Moderna Achieves Positive Interim Results from Phase 3 Trial of Next-Generation COVID-19 Vaccine | Clinical Trial
Moderna has announced interim results from its Phase 3 trial of a next-generation COVID-19 vaccine. mRNA-1283 showed a higher immune response against both the Omicron BA.4/BA.5 and original virus strains of SARS-CoV-2, compared to mRNA-1273.222. Additionally, this response was most acutely seen in participants over the age of 65 years, a population that faces high risk for severe outcomes from COVID-19. Furthermore, the shelf life, storage and pre-filled syringe configuration of mRNA-1283 could alleviate healthcare provider burden and increase access of the vaccine into new settings.
Capstan Achieves Series B Financing | Financing
Capstan Therapeutics has secured $175 million in an oversubscribed Series B financing round. Funds raised from the Series B financing will drive the progression of CPTX2309, Capstan’s primary in vivo chimeric antigen receptor T cell (CAR-T) prospect, towards early clinical proof-of-concept in autoimmune disorders. Additionally, the financing will support the ongoing development of Capstan’s tLNP pipeline. CPTX2309, derived from Capstan’s tLNP platform, administers an mRNA payload encoding an anti-CD19 CAR to CD8-expressing T cells.Capstan Therapeutics aims to accelerate the advancement of its pipeline, focusing on therapies for autoimmune and inflammatory diseases.

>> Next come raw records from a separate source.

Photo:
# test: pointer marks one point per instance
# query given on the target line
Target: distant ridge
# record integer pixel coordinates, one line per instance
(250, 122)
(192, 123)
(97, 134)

Blackstone Collaborates with Moderna on Influenza Vaccine | Financing
Blackstone Life Sciences has announced a strategic collaboration to support Moderna's influenza program. Through this collaboration, Blackstone aims to provide up to $750M to accelerate the development of mRNA-based vaccines for influenza and will be eligible to receive milestones and royalties on relevant flu products.